When preferred values become perceived facts, correction is difficult.

“We used to have disagreements about the best way up the mountain. We now have disagreements about the existence of two different mountains.”

- Michael Gerson (Chief Speechwriter to George W. Bush)

What is perfectly clear to some—the mountains of evidence for climate change, or the influence of racism, or the prevalence of false convictions—is not apparent to everyone. The peaks of national debt or valleys of immigrant crime that are plain as day to some are unseen by others. The unmovable certainty some people have that vaccines cause autism is a mystery to many who trust medical researchers. Why have we fallen into the abyss of dueling perceptions?

There are two schools of thought. One argues that we are misled by partisan politicians and ideological media. The problem is polarized leaders. The other view is that ordinary citizens project their values onto their perceptions. The problem is polarized values. The first group sees an external cause, while the second sees an internal one.

Our research suggests that the origins are internal and psychological. Fact perceptions can be manipulated by elites to some degree, but they result primarily from the mental tendencies of ordinary citizens. Hence it is not merely the easier target who is to blame (them: politicians and pundits), but also the more sensitive target (us: everyday flawed people). The problem is not simply misinformation, in the sense that people would be fine if they just heard the right thing. The problem is projection, in the sense that people will believe what they want regardless of what they hear.

One of the psychological mechanisms driving our dueling perceptions is what we call intuitive epistemology. Our values not only shape what we see as better or worse, they shape what we see at all. This is because our values frame the core questions we repeatedly ask about the world. Those who care about oppression look for oppressors; those who care about security look for threats to it. In other words, we do not end up with the same answers because we do not begin with the same questions. A specific value is not merely a hope for what we would like to exist but also a method for how we decide on its existence.

The stronger the value commitment, the stronger the effect. Those with extreme value commitments are much more certain than others that their perceptions are correct.

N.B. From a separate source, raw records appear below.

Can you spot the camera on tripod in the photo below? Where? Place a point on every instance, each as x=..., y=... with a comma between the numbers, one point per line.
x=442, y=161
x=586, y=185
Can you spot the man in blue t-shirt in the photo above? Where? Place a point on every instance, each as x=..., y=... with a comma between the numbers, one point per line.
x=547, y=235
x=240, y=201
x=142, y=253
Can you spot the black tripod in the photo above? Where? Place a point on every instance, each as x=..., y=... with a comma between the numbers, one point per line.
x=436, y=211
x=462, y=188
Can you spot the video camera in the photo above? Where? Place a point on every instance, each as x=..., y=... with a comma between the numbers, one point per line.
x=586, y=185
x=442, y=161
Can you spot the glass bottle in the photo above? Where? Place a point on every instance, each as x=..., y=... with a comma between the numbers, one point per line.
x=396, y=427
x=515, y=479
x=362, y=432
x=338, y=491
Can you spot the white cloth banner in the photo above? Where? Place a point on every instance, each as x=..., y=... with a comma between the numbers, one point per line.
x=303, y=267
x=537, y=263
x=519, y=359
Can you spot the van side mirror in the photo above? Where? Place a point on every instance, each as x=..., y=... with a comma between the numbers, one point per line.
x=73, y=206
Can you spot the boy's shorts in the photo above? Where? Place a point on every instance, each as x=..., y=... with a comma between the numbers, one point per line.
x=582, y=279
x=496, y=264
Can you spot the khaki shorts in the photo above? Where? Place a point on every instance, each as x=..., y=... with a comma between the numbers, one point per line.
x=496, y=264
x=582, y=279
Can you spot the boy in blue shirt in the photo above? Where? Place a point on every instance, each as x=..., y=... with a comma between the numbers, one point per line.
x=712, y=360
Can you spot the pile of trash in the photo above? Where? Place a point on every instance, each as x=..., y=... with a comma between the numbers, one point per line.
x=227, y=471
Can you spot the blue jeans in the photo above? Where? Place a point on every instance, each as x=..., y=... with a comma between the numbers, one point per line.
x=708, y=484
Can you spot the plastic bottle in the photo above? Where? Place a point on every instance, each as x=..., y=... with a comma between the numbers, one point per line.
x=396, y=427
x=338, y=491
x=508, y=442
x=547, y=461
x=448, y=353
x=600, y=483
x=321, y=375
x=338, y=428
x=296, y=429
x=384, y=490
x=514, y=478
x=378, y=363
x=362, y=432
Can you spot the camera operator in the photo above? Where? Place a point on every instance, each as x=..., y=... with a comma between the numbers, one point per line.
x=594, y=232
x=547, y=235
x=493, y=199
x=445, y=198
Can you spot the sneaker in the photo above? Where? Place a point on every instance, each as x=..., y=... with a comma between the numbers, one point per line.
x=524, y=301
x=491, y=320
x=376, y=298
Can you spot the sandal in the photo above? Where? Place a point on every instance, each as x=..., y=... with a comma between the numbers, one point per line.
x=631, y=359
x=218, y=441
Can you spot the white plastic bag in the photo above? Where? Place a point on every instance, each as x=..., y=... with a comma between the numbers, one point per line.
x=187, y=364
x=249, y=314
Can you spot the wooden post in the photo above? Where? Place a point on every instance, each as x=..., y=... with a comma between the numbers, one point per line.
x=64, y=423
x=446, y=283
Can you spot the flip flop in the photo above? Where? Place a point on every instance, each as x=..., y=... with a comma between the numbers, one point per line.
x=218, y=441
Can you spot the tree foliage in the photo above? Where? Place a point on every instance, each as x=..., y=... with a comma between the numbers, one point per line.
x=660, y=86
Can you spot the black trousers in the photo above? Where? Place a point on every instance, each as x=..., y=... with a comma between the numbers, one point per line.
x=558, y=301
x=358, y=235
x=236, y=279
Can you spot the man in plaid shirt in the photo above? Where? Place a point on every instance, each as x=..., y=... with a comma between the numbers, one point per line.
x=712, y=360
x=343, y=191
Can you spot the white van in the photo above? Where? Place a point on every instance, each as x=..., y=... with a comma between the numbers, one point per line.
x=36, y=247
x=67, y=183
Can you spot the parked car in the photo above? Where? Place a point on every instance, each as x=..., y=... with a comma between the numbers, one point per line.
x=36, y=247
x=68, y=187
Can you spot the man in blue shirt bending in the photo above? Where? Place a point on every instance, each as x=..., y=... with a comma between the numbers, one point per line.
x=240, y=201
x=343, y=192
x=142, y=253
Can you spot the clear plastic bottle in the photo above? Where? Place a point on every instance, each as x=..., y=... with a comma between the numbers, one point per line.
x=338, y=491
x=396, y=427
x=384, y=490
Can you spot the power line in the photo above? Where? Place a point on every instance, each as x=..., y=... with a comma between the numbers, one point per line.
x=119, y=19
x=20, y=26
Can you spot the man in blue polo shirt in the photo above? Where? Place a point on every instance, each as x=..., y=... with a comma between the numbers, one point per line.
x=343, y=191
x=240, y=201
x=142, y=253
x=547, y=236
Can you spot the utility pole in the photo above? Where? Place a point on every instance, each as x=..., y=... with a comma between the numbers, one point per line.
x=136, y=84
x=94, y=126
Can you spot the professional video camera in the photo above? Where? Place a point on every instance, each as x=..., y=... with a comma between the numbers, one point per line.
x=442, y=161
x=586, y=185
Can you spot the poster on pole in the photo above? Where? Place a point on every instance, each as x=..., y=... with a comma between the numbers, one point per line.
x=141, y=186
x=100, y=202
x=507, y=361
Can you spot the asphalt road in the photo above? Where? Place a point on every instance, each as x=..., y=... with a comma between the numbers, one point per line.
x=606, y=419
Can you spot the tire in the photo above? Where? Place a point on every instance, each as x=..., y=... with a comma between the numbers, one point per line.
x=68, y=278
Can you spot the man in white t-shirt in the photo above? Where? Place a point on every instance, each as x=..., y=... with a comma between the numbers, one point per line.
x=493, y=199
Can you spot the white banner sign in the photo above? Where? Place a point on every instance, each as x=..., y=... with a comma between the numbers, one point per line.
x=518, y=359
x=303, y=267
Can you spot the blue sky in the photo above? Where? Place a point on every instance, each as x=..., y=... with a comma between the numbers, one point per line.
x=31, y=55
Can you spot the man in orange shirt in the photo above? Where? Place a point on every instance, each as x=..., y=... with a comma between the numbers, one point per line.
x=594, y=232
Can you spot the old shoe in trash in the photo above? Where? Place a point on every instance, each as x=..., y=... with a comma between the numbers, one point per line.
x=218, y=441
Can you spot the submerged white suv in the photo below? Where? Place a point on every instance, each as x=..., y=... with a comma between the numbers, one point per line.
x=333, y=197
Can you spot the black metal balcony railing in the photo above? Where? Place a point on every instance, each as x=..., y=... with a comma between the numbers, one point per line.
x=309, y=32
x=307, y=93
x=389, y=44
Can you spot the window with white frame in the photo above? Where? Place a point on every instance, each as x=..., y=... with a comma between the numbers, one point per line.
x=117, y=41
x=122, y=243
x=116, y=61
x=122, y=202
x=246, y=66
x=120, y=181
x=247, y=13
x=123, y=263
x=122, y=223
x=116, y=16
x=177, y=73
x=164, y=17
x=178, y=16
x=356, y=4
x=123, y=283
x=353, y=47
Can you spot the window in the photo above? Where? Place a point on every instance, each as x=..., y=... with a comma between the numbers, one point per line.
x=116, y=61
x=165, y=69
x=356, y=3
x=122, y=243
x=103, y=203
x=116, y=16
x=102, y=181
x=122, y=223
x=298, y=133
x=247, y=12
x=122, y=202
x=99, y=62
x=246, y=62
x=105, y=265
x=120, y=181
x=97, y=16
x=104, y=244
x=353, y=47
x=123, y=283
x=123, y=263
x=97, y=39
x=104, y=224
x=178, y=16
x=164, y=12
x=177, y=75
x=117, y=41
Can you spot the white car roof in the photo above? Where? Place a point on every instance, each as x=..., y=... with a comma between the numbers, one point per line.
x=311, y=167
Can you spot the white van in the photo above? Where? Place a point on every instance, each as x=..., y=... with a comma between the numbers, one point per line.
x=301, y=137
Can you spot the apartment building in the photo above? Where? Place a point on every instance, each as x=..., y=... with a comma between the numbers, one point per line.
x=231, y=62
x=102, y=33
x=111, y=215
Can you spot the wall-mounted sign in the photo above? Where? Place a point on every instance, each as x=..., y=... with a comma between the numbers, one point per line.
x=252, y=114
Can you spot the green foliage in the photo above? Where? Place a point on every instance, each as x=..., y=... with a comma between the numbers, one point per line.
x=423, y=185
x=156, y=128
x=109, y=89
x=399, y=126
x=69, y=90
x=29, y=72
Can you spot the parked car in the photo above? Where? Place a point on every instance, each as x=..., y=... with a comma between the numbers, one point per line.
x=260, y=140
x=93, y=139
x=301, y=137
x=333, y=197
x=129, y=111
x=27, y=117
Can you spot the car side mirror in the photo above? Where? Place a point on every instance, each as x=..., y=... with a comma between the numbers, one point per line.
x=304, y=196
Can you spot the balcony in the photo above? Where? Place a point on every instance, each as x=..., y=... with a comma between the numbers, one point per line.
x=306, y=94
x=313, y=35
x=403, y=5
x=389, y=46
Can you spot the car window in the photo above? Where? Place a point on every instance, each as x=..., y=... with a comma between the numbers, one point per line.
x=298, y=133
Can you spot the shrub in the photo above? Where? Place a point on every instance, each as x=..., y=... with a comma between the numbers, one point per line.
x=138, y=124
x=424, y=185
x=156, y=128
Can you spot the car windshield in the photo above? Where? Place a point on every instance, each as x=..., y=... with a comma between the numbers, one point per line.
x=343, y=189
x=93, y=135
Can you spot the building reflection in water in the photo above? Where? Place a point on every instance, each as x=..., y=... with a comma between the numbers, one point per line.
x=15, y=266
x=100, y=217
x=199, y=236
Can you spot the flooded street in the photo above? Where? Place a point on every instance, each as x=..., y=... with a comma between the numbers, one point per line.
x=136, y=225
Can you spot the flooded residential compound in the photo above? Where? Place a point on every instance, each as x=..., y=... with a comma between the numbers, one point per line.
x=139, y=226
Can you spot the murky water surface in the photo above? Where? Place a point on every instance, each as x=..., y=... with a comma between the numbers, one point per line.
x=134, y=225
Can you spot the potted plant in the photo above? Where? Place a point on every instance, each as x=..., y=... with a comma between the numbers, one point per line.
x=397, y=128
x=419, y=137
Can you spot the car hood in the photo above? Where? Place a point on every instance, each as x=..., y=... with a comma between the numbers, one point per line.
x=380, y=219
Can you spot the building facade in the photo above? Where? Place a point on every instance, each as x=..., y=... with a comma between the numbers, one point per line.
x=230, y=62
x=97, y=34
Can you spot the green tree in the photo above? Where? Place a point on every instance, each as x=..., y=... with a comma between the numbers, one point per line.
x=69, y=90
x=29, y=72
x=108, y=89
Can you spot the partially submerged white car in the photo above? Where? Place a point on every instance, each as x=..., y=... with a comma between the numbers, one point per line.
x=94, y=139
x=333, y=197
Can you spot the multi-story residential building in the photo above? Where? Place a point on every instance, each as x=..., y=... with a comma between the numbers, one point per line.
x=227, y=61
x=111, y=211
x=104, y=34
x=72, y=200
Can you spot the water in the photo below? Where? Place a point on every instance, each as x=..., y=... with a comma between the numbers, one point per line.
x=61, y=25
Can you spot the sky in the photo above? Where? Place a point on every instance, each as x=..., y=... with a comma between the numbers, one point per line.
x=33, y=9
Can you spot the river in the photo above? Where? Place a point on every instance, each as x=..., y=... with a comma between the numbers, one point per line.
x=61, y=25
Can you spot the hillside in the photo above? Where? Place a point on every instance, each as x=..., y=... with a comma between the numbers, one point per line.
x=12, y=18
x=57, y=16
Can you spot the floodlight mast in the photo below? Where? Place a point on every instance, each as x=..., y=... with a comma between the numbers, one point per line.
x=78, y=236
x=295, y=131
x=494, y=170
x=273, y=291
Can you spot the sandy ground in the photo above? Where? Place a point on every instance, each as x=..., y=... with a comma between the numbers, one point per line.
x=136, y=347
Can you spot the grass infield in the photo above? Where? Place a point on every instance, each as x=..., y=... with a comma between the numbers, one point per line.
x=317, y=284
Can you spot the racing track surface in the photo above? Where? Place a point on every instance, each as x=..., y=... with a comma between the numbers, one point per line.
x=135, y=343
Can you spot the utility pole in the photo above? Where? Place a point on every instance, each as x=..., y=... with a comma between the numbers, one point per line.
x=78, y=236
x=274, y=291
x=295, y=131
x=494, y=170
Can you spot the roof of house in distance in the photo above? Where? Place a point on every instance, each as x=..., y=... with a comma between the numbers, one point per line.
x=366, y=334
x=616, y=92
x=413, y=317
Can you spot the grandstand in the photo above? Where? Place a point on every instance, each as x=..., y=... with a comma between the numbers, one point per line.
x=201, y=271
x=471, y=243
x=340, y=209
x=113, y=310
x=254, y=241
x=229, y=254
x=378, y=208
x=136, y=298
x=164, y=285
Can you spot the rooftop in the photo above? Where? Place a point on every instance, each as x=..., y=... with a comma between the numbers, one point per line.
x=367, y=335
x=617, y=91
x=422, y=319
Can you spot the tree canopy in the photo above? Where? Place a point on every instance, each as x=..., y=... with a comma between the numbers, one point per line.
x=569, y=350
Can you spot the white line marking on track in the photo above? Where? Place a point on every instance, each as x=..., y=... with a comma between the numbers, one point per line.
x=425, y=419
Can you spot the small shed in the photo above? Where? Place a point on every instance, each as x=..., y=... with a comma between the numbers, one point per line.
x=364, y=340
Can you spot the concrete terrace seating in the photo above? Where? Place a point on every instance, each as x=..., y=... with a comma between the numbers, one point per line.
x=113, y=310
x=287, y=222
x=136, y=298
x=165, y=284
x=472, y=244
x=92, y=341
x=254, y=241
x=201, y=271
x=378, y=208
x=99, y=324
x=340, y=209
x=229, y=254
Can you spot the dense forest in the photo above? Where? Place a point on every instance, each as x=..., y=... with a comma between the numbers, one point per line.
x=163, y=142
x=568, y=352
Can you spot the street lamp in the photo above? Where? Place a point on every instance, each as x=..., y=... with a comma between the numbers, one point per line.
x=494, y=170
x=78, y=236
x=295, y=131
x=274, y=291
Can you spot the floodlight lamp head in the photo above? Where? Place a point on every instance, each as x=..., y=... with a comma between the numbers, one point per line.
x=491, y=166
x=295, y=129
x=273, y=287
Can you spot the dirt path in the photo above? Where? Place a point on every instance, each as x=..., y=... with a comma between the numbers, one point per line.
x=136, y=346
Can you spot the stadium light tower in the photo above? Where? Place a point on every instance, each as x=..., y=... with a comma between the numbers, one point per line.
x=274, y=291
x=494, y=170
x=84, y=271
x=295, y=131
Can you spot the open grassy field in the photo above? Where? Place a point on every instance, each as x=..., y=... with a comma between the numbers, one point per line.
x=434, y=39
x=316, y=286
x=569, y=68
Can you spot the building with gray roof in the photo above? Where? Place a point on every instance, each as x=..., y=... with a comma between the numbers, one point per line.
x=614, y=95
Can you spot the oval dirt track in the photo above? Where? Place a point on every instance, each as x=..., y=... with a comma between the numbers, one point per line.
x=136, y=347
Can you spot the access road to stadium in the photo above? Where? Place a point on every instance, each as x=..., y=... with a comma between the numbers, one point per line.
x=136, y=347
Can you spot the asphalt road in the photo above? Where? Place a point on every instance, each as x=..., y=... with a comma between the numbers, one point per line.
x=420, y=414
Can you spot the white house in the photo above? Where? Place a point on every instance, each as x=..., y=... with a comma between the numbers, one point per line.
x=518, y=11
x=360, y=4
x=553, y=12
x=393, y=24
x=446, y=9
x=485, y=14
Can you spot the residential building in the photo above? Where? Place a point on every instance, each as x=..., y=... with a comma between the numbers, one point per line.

So the culprits are not just propagandists at Fox News or MSNBC, but also the psychological mechanisms of the minds of ordinary citizens. No external drivers are necessary if individual citizens are inclined toward value-driven perceptions. And no external correction—whether it is from journalists, or scientists, or even Robert Mueller—is likely to alter the perceptions that individuals reinforce all by themselves.

Why does it matter if the drivers are external or internal? Because the external drives could be removed or reformed. This creates a more optimistic view of our prospects. If the problem is an environment of misinformation, then we may be able to correct it through education, fact-checking, or other reforms. On the other hand, if dueling facts are largely the product of ordinary individuals projecting their entrenched values, then they likely cannot be corrected through any known mechanisms. The future of facts is division, not consensus.

Does fact-checking alter perceptions of dueling facts? As much as many journalists and scholars hope it will, the evidence is lacking. What about education? Isn’t that the path to progress in almost all cases? Not necessarily, if the skills gained through education merely allow people to project their values more accurately. It also does not help that trust in universities has been falling dramatically. This means that the skills taught at universities are accepted, but the specific facts have less purchase. Because the origins of dueling facts are internal and psychological, our facts may remain as divided as our polarized values.